The following formula (1),
(1)
[In Formula (1), R ¹ may be the same or different, and may be a linear or branched alkyl group which may have a substituent, an aryl group which may have a substituent, or An aralkyl group which may have a substituent, A is a segment derived from a polycyclic aromatic compound composed of a carbon skeleton or a segment derived from a heterocyclic aromatic compound containing a hetero atom. ]
A conjugated polymer compound comprising a monomer segment represented by The monomer segment is represented by the following formula (2),
(2)
[In Formula (2), R ¹ is as defined above, and R ² is a linear or branched alkyl group which may have a substituent, and an aralkyl which may have a substituent. A group, an aryl group which may have a substituent, or a heteroaryl group which may have a substituent. ]
Or the following formula (3),
(3)
[In Formula (3), R ¹ is as defined above, and R ³ may be the same or different and may have a linear or branched alkyl group or substituent. An aralkyl group which may have a substituent, an aryl group which may have a substituent, or a heteroaryl group which may have a substituent. ]
The conjugated polymer compound according to claim 1, which is a monomer segment represented by the formula: A photoelectric conversion element comprising the conjugated polymer compound according to claim 1. The organic thin-film solar cell containing the photoelectric conversion element of Claim 3. Following formula (4),
(4)
[In the formula (4), R ¹ is as defined above, and X is fluorine, chlorine, bromine or iodine. ]
A halogenated thienopyrazine derivative monomer;
Following formula (5),
[In Formula (5), A is a segment derived from a polycyclic aromatic compound comprising a carbon skeleton, or a segment derived from a heterocyclic aromatic compound containing a hetero atom, and R ⁴ is boronic acid or an ester thereof. Is a residue from ]
A method for producing a conjugated polymer compound comprising subjecting a monomer represented by formula (I) to a Suzuki polymerization reaction in a reaction solvent in the presence of a palladium catalyst and an organic phosphorus compound. Following formula (6),
(6)
[In formula (6), R ¹ has the same meaning as described above. ]
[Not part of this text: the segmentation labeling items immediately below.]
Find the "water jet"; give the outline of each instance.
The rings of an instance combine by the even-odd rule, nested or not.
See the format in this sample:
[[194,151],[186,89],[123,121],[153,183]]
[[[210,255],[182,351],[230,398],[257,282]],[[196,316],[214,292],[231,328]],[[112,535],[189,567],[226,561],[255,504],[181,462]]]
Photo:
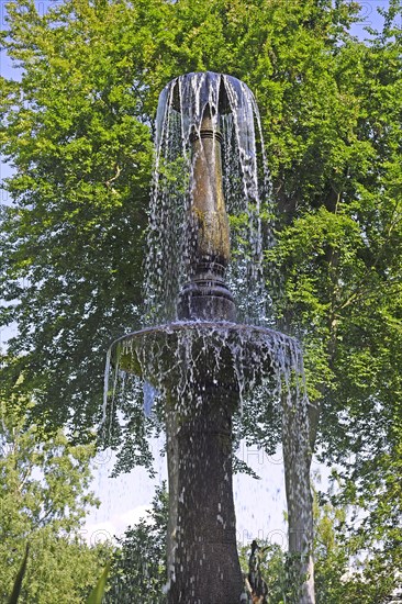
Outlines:
[[[239,602],[233,416],[256,389],[281,414],[289,496],[309,496],[300,348],[252,321],[255,307],[265,315],[267,298],[258,131],[254,97],[236,78],[188,74],[164,89],[156,120],[147,325],[111,348],[116,369],[139,376],[164,400],[169,604]],[[237,239],[228,213],[246,225]],[[298,547],[308,551],[309,539],[301,537]]]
A dithienylthienopyrazine derivative having a sulfanyl group represented by: Following formula (7),
(7)
[In Formula (7), R ⁵ may be the same or different and is a halogen atom, a sulfonate group, a tosyl group, a mesyl group or a nitro group. ]
A dithienylthienopyrazine derivative represented by:
Following formula (8),
[In formula (8), R ¹ has the same meaning as described above. ]
The method for producing a dithienylthienopyrazine derivative having a sulfanyl group according to claim 6, wherein the thiol compound represented by the formula is reacted in a reaction solvent in the presence of a base.